Von Seifenblasen und Börsenkrach

Gordon Gekko ist wieder da. Wall Street: Geld schläft nicht ist Oliver Stones Fortsetzung seines Wall Street-Films von 1987. Die Handlung knüpft dabei mehr oder weniger direkt an seinen Vorgänger an, denn der wegen Insiderhandels inhaftierte Börsenspekulant Gekko kommt nach acht Jahren Haft endlich wieder frei. Während der erste Film die Geschichte des aufstrebenden Bud Fox (Charlie Sheen) erzählt, den der Börsenveteran Gordon Gekko unter seine Fittiche nimmt, bis es zum Zerwürfnis kommt, so ist auch in der Fortsetzung die Hauptperson ein junger Idealist.

Wir schreiben das Jahr 2008. Jake Moore (Shia LaBeouf) arbeitet für eine der größten Investment Banken der Börse, wo er seinen Einfluss vor allem dazu nutzt, die Erforschung erneuerbarer Energien voranzutreiben. Als jedoch seine Bank plötzlich vor dem finanziellen Ruin steht und sein Mentor Selbstmord begeht, versteht er die Welt nicht mehr. Zu diesem Zeitpunkt wird er auf Gordon Gekko aufmerksam, der mittlerweile erfolgreicher Autor des Buches Greed is Good ist – und zufälligerweise auch der Vater von Jakes Freundin Winnie (Carey Mulligan).

Kaum haben sich Jake und Gordon kennengelernt, schließt der junge Broker auch schon einen Pakt mit dem Teufel: Gekko hilft Jake dabei, herauszufinden, wer wirklich für den finanziellen Ruin seines Arbeitgebers verantwortlich ist und er hilft ihm dafür zum Ausgleich, sich wieder mit seiner Tochter auszusöhnen.

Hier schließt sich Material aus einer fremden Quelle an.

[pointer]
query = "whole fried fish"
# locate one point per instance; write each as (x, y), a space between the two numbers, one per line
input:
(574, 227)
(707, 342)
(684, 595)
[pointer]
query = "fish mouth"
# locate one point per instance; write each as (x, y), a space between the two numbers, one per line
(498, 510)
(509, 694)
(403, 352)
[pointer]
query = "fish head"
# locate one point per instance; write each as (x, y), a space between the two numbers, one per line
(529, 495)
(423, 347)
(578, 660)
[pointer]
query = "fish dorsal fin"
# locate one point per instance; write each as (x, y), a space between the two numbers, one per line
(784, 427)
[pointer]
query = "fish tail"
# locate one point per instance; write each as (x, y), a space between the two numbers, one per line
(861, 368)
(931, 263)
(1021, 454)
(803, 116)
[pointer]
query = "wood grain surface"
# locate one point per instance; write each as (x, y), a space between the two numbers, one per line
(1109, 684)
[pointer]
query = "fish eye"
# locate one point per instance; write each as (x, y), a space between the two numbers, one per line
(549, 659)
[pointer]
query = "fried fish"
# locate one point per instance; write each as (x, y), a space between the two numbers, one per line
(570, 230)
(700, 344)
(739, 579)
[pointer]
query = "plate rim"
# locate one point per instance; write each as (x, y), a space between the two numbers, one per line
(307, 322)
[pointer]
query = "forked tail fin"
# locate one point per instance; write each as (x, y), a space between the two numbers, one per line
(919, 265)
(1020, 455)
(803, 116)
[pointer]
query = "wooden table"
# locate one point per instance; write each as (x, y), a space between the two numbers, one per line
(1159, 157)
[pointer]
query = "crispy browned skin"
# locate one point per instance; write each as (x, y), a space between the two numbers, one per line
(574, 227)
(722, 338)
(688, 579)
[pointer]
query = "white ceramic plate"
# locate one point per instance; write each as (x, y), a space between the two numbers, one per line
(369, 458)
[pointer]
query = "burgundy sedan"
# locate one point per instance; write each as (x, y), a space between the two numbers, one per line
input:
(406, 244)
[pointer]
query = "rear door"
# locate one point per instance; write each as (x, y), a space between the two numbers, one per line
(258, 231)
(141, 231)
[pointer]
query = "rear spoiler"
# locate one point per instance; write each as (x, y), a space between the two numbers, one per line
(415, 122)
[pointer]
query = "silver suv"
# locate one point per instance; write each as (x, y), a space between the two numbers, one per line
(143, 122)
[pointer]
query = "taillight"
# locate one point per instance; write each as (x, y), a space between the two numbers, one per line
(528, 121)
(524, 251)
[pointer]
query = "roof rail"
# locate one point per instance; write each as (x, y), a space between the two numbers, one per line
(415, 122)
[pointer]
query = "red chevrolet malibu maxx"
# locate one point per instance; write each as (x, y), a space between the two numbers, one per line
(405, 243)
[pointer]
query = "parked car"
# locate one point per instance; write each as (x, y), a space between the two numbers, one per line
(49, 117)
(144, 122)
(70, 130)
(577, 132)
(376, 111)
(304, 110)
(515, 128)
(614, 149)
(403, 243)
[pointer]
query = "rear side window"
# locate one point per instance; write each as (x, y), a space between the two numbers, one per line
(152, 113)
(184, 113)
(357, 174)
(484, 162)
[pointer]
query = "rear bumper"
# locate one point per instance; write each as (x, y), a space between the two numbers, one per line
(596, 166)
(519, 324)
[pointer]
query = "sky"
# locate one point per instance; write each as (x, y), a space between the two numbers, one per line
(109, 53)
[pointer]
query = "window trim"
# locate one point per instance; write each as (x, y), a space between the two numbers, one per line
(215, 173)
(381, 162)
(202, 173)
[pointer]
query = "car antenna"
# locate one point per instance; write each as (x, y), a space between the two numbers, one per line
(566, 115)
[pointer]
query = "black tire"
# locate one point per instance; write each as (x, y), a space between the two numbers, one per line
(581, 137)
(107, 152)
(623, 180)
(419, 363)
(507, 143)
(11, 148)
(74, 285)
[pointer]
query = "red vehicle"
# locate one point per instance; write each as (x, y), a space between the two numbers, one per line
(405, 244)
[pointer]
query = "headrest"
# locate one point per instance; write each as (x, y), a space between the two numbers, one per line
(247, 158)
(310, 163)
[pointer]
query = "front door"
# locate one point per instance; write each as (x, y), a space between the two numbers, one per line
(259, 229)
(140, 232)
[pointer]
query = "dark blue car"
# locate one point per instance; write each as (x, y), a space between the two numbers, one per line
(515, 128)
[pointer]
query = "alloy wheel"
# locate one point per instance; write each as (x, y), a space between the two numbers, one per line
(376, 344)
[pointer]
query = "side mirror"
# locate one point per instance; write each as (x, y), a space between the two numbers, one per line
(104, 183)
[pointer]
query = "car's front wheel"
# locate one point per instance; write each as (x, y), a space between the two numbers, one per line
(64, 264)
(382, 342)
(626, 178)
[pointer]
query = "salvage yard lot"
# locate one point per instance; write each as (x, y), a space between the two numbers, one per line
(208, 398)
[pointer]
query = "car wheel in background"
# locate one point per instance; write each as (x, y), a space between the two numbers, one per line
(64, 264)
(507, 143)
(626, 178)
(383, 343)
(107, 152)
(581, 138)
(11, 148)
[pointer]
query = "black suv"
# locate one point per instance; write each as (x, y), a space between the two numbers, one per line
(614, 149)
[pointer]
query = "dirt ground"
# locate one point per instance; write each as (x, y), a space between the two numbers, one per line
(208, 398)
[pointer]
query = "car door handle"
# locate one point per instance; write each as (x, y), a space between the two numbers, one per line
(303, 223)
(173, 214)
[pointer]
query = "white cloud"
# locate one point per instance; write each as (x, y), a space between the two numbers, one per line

Aber Stück für Stück muss Jake herausfinden, dass es dem alten Hasen um etwas ganz anderes geht…

Bekanntlich scheiden sich ja die Geister daran, ob ein Klassiker wie Wall Street partout eine Fortsetzung benötigt, aber in diesem Fall ist sie nicht nur gelungen, sondern vor allem notwendig. Denn Oliver Stone hat hier einen Film geschaffen, der einen Einblick in die Börsenwelt zu Beginn der weltweiten Finanzkrise bietet und ihr so zugleich ein Gesicht gibt.

It’s not about the money – It’s about the game

Wall Street 2 ist eine Medaille mit zwei Seiten. Einerseits überzeugen Shia LaBeouf und besonders Michael Douglas in den Hauptrollen, die Geschichte ist durchdacht und geschickt angelegt und die Gesamtoptik des Films überzeugt. Man fühlt sich durch Grafiken, die sich entlang der Skylines winden und im Abgrund versinken, sowie durch endlose Zahlenreihen und geschicktes Übereinander-Blenden der Szenen hineingezogen in die endlosen, computerspielhaften Abgründe der Finanzwelt.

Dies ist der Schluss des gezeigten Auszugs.